One of the most recent pieces of work came from Ferran Vidal-Cordina of MIT and three FIFA researchers*, ‘Automatic event detection in football using tracking data’ (2022). As they write, though, work predates them by a long time.
*Nicolas Evans, Bahaeddine El Fakir, Johsan Billingham
For one, the SoccerNet dataset, collaborators, and challenges date back to 2018. ‘Automatic event detection’ also references a paper from way back in 2003, ‘Semantic annotation of soccer videos: automatic highlights identification’, which in turn points to ‘Automatic parsing of TV soccer programs’, a paper from the mid-90s that is even older than me. While this earlier work isn’t about generating event data per se, it’s a clear predecessor to it, focusing on using computers to go from video to an output without the need for human tagging.
‘Automatic event detection’, though, is expressly about event data generation from tracking data. To simplify its method: they check for when the ball is within a given distance (a ‘possession zone’) of a player, and ‘events’ happen when the ball leaves a player’s possession zone to arrive in another’s. Unlike previous work which focused heavily on shots and breaks in play, this could pick up passes as well.
This wasn’t the method I set out to use.
The initial project
You probably don’t associate Xavi Hernández with long ball football, but this was the starting point for my project.
It was based on a quote from the former Barcelona player (and now Barcelona manager) in one of his appearances on the Coaches Voice YouTube channel, talking about some of his tactics as manager of Qatari side Al Sadd. “If they [the opposition] play the long ball? Here’s the key to success. […] The goalkeeper sends a long ball forward, so we must all drop back – and always in front of our marker. […] We’re always one metre in front of our man in order to win the second ball, which is so important in football today.”
The idea would be to try and replicate this with Skillcorner’s trove of open data, released in 2020 and featuring nine matches from the 2019/20 season: to what extent were teams defending long balls with this strategy of ‘separation’? This project didn’t require a full event dataset and also featured areas of play – long balls travelling over players' heads, and aerial duels – where I wasn’t sure how well the ‘Automatic event detection’ method would suit. It therefore seemed simpler to base the ‘event detection’ element of this little project around the acceleration and change of direction of the ball.
Some bumps in the road
To save time, let’s quickly bullet point our way through some issues that became roadbumps and/or death knells for the long ball project:
- Data smoothing, which is always important when working with tracking data, was far more important for this method of ‘event detection’ than it might have been for a project on shape analysis, for example. A first attempt at smoothing still resulted in instances where acceleration and direction change values (falsely) fluctuated within what was actually a continuous movement, and meant that this early stage of processing data took up a lot of time.
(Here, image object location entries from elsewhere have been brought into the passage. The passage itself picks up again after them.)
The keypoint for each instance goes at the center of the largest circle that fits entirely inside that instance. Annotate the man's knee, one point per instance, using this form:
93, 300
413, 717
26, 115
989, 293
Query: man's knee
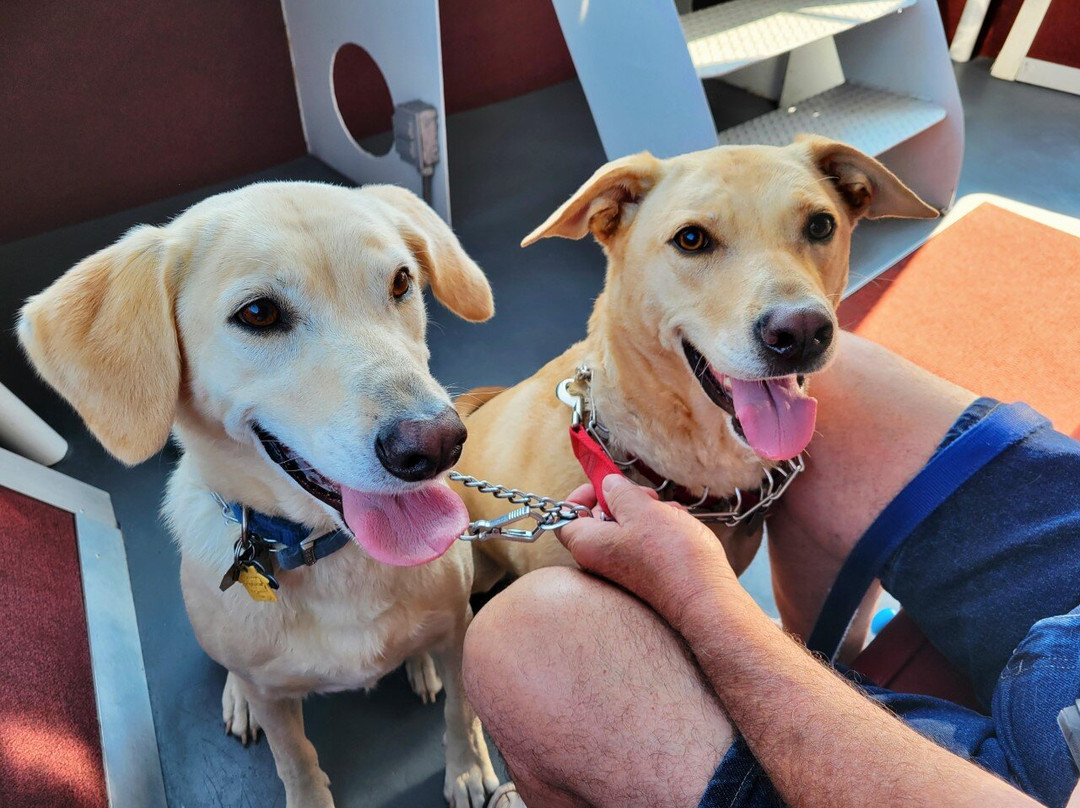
514, 632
- Quality of the ball tracking: although usually fine for this specific use-case, the X/Y coordinates sometimes seemed to struggle with the arc of a long ball in particular (see an example further down).
- Replays: Although the data appeared to deal with camera angle changes quite well, data was blank while replays were being shown in the TV broadcast.
- Definitions: what is a ‘long ball’? Is a ‘pass over the top’ a ‘long ball’? Is a chipped pass from a goalkeeper out to a free full-back or winger a ‘long ball’? (Also, as these matches featured the top men’s teams in Europe, there weren’t that many long balls present anyway)
- Limits of the camera frame: although the presence of a long ball was fairly easy to determine using the acceleration of the ball and some distance travelled criteria, it was rare to have both ‘ends’ of a long ball in the same frame at the start of the action.
This last bullet point was the final nail in the coffin. The starting point for the analysis in this project would be to look at whether players who were acting as ‘markers’ at the start of a long ball created the type of separation that Xavi talked about by the time the long ball was ending in a duel. The ‘frame scope’ limitation made that difficult, as these ‘markers’ were often not visible at the start of a long ball. And, equally importantly, the fun little side-project was no longer very fun.
An example of a slightly odd ball-tracking trajectory, as well as the 'frame scope' issue:
A change in direction
So, a crossroads. The long balls project was over. What now? How did I arrive at turning to goalkeepers and Manuel Neuer’s effect on heart rates?
The work for that project had already resulted in ‘pre-processing’ and ‘post-processing’ processes (a distinction which may not be hugely meaningful, but was a line that helped to split the process up, first transforming the raw JSON files into an initial csv and then adding further metrics, whose definitions might change, on top).
- Removing frames which took place pre- or post-match, or during half-time
- Add the player match side (home/away) to their data, using the metadata file for each match
- Add some data to each frame about the number of players in the frame and size of the area that these players covered. I never actually used this data, but processed it with the idea that it could be used to filter out ‘low quality/low use’ frames
- Smooth coordinates (final attempt at this used a Savitzky-Gavol filter (Python function:
scipy.signal.savgol) with a 10-frame window length and polynomial order of 3)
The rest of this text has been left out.